The U.S. Park Police Horse Mounted Unit in Washington D.C. offers a well respected training program, consisting of over 400 hours of intensive instruction. U.S Park Police instructors often travel to provide their extensive training program to other police departments across the country, and they also provide training at police seminars and related events. The Royal Canadian Mounted Police also travel the U.S. providing similar training courses; the RCMP is perhaps the most recognized mounted unit in the world.

A variety of equine breeds are used for police work, but the most prevalent breeds in police service are draft horses, Quarter Horses, and Thoroughbreds. Police horses are almost always geldings (castrated males).
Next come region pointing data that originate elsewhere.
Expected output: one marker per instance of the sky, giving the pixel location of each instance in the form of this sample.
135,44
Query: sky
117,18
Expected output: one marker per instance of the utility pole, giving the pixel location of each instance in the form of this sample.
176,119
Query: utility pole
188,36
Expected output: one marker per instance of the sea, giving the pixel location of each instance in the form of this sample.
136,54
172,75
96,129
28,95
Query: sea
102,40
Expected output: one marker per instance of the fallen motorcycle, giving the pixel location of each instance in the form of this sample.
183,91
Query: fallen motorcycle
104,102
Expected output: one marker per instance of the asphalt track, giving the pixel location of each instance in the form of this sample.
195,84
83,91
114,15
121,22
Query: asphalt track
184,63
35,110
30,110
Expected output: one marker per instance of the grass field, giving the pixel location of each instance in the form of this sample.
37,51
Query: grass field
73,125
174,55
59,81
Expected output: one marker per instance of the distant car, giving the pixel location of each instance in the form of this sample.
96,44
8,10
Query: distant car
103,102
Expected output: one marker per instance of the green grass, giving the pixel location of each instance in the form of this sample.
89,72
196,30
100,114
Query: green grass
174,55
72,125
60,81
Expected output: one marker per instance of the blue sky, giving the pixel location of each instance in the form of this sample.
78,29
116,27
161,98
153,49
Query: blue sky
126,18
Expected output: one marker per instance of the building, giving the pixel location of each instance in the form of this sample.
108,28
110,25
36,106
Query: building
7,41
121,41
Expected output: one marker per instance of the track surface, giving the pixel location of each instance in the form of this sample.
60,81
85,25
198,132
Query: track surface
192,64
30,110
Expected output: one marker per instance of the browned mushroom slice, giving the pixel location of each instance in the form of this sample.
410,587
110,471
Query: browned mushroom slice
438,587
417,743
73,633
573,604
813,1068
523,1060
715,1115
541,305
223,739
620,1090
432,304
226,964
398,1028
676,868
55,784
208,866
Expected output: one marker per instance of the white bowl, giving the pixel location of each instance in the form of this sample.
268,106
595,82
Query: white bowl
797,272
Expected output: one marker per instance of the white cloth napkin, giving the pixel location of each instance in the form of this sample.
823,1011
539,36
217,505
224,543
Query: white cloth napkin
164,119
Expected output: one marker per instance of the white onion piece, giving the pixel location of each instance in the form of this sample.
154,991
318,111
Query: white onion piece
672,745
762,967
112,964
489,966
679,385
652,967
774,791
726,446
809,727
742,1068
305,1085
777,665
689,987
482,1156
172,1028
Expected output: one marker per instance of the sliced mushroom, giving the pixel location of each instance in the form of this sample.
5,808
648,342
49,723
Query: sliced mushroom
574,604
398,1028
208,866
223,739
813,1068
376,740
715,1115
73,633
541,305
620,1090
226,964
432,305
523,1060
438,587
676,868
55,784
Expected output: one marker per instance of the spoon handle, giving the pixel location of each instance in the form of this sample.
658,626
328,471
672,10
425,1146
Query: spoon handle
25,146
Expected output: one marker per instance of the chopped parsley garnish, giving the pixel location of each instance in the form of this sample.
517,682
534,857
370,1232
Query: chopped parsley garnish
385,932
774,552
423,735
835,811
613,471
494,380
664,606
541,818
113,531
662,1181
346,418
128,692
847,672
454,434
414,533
Horses go through an intensive training process to desensitize them to a wide variety of sights and sounds that they may encounter while on patrol.


While the Bureau of Labor Statistics does not separate out mounted police officer earnings in its police salary data, it does provide comprehensive information on general police officer earnings. According to the BLS, the median salary for police officers was $53,540 in their 2010 salary survery. The earnings ranged from less than $31,700 for officers in the lowest 10 percent to more than $83,510 for those in the highest 10 percent.

The states with the highest mean wage for police officers are New Jersey ($79,300), California ($77,290), and the District of Columbia ($67,560).

Job Outlook

Job opportunities for police officers are expected to grow at the average rate for all occupations, about ten percent, from 2008 to 2018.

Competition for jobs working with mounted units is expected to continue to be keen, as only a limited number of opportunities are offered in this specialty area of police service. There are generally many more applicants for mounted police units than there are open positions.